When there are two classifiers, we can conclude that a classifier is better by whether there is mutual coverage between classifiers. It can also be judged by the coverage area.
AUC area is the coverage area of ROC curve, and the size of its coverage area indicates the quality of the classifier.

  • AUC = 1, is the perfect classifier.
  • AUC = [0.85, 0.95], the effect is very good
  • AUC = 0.5, which is the same as random guess (e.g. lost copper plate), and the model has no predictive value.
  • AUC < 0.5, worse than random guess

Ar autoregressive model

The linear combination of random variables at some time in the early stage is used to describe the linear regression model of random variables at a later time. The model considers that the current time point can be predicted by the linear combination of past time points of time series and white noise. It is a simple extension of random walk. The following figure shows a time. If it can be expressed as the following structure, it shows that it follows an autoregressive process of order P, expressed as AR (P). Among them, ut represents white noise, which is the random fluctuation of values in the time series, but these fluctuations will cancel each other, and finally it is 0$\\ Theta $represents the autoregressive coefficient.
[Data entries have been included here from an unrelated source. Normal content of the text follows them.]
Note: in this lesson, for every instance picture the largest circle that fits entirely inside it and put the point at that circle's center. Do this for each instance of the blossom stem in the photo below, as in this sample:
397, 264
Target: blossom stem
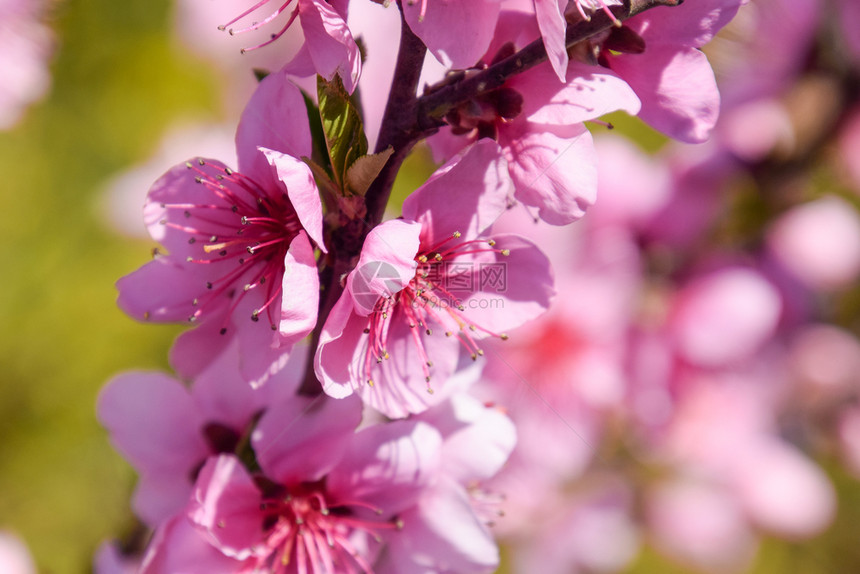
436, 103
399, 128
408, 119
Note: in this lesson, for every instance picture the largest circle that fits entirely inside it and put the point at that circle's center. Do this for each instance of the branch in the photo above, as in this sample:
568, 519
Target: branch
398, 129
433, 106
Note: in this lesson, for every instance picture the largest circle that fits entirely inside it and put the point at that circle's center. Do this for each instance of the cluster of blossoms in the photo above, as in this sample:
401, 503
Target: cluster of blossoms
350, 392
MA (moving average model). The moving average equation can be obtained by weighted sum of white noise sequences over a period of time. Expressed as MA (q) $\ \ theta $represents the moving regression coefficient, and ut represents the white noise at different time points.
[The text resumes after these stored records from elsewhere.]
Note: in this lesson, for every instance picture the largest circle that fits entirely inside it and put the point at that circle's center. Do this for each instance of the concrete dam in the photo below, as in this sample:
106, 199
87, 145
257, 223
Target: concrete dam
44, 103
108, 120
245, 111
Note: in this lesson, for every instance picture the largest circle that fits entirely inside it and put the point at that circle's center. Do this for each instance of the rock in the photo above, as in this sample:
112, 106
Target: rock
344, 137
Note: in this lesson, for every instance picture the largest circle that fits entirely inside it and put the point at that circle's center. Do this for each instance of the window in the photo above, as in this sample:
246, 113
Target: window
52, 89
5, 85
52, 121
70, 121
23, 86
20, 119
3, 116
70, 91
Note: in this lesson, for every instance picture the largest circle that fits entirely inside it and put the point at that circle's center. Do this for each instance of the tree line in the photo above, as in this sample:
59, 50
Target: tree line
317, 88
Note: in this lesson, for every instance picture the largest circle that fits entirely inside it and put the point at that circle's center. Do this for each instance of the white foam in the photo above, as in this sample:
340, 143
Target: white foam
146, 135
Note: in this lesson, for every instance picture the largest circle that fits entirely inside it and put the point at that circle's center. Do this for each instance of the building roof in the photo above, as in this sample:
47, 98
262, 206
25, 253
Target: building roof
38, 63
ARMA (auto regressive and moving average model) autoregressive moving average model, which is composed of autoregressive and moving average models. So it can be expressed as ARMA (P, q). P is the autoregressive order and Q is the moving average order.
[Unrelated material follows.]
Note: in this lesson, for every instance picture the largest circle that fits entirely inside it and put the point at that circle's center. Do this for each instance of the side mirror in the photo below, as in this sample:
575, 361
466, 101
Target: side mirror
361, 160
It can be seen from the formula that the autoregressive model combines the characteristics of the two models, in which ar can solve the relationship between current data and later data, and Ma can solve the problem of random variation, that is, noise.

Time series analysis

Time series is a time-varying data series arranged in chronological order.
There are too many time series data in various fields and industries of life, such as sales, number of customers, traffic, stock price, oil price, GDP, temperature…

The characteristics of random process include mean, variance, covariance and so on.
If the characteristics of the random process change with time, the process is non-stationary; On the contrary, if the characteristics of a random process do not change with time, it is said that the process is stationary.
As shown in the figure below, the left is unstable and the right is stable.

Machine learning --- fundamentals of algorithms (VI) linear regression and logistic regression
In the analysis of non-stationary time series, if the cause of non-stationary is determined, the methods that can be used mainly include trend fitting model, seasonal adjustment model, moving average, exponential smoothing and so on.
If the cause of non-stationary is random, the main methods are ARIMA (autoregressive integrated moving average) and autoregressive conditional heteroscedasticity model.


ARIMA (auto regressive integrated moving average model) differential autoregressive moving average model. ARIMA model is to solve the problem based on ARMA,NonstationaryA series of models. It is also based on stable time series or stable after differential differentiation. In addition, the previous models can be regarded as a special form of ARIMA. Expressed as ARIMA (P, D, q). P is the autoregressive order, q is the moving average order, and D is the number of differences made when time becomes stationary, which is what the word integrate means here.